Коротко рассказываю ему о своих действиях в сорок первом году. Разумеется, опускаю всё личное и в первую очередь свои отношения с Ольгой. Тем не менее, Меф слушает меня с напряженным вниманием, не сводя с меня заинтересованных глаз. Когда я заканчиваю, он вздыхает:
– Всё это лучше один раз увидеть, чем пять раз услышать. Ты сможешь набрать мне на этом компьютере код той Фазы, где ты работал?
Он подходит к компьютеру и начинает объяснять мне принятую у них систему кодирования. Я быстро врубаюсь, но тут мне становится неприятно при мысли, что Меф будет смотреть на меня с Ольгой.
– Знаешь, я что-то запамятовал. Столько времени прошло, да и события последних дней… – начинаю я.
– Ладно. Это дело поправимое. У меня есть характеристики твоей Матрицы, время и место я знаю. Запущу программу-искатель и посмотрю, как ты воевал. А сейчас пойдём завтракать.
За завтраком он неожиданно вновь заводит разговор о преимуществах диктатуры перед демократией.
– Вот ты в сорок первом году воевал против фашизма. На твой взгляд, как я позавчера понял, это самая страшная форма диктатуры. Должен сказать, что здесь ты ошибаешься. Ты, выходит, ещё не знаком с диктатурой Святой Инквизиции, с восточной деспотией, где жизнь человека ценится меньше чем опиумная затяжка.

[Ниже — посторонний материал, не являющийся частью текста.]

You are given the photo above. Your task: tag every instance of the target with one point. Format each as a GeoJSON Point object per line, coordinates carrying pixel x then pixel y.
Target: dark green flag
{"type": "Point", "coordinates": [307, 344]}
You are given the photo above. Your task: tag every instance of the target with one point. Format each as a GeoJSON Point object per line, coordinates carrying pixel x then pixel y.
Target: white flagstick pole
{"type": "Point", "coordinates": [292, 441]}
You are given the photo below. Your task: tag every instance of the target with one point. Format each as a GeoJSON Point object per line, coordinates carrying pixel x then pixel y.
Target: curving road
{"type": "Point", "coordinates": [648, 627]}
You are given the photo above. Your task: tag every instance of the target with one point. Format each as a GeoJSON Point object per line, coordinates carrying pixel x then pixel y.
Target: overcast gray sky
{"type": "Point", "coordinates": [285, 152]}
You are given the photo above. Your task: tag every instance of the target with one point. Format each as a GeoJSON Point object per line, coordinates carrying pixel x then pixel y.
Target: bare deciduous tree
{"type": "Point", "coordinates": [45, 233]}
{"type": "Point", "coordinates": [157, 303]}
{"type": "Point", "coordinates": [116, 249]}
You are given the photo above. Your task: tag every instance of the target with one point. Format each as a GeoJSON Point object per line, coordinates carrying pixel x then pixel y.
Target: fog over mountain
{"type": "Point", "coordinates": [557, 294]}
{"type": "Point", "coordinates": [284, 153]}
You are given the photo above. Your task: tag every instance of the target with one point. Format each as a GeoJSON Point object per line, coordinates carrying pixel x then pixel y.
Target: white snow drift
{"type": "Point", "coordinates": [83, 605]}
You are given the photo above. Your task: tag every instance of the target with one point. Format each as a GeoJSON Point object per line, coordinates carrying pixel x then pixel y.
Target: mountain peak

Да мало ли какие страшные формы может принять неограниченная диктатура. Но это всё крайности. Главное в другом: любая форма диктатуры для Человечества более предпочтительна, чем любая форма демократии.
Далее Меф распространяется на тему того, что диктатура всегда открыто говорит народу: чьи интересы она выражает, и ставит этот класс или группу общества в привилегированное положение. Остальные слои общества знают свои права и обязанности и должны держаться в этих рамках. В этом случае они даже не заметят гнёта диктатуры. Тем более, что, как правило, четких границ между классами и группами не существует. Так что, родившись в крестьянской семье, ты можешь стать священником или офицером и, тем самым, попасть в класс или группу, интересы которой защищает диктатура. Более того, при любой диктатуре поощряется выдвижение достойных по их личным качествам.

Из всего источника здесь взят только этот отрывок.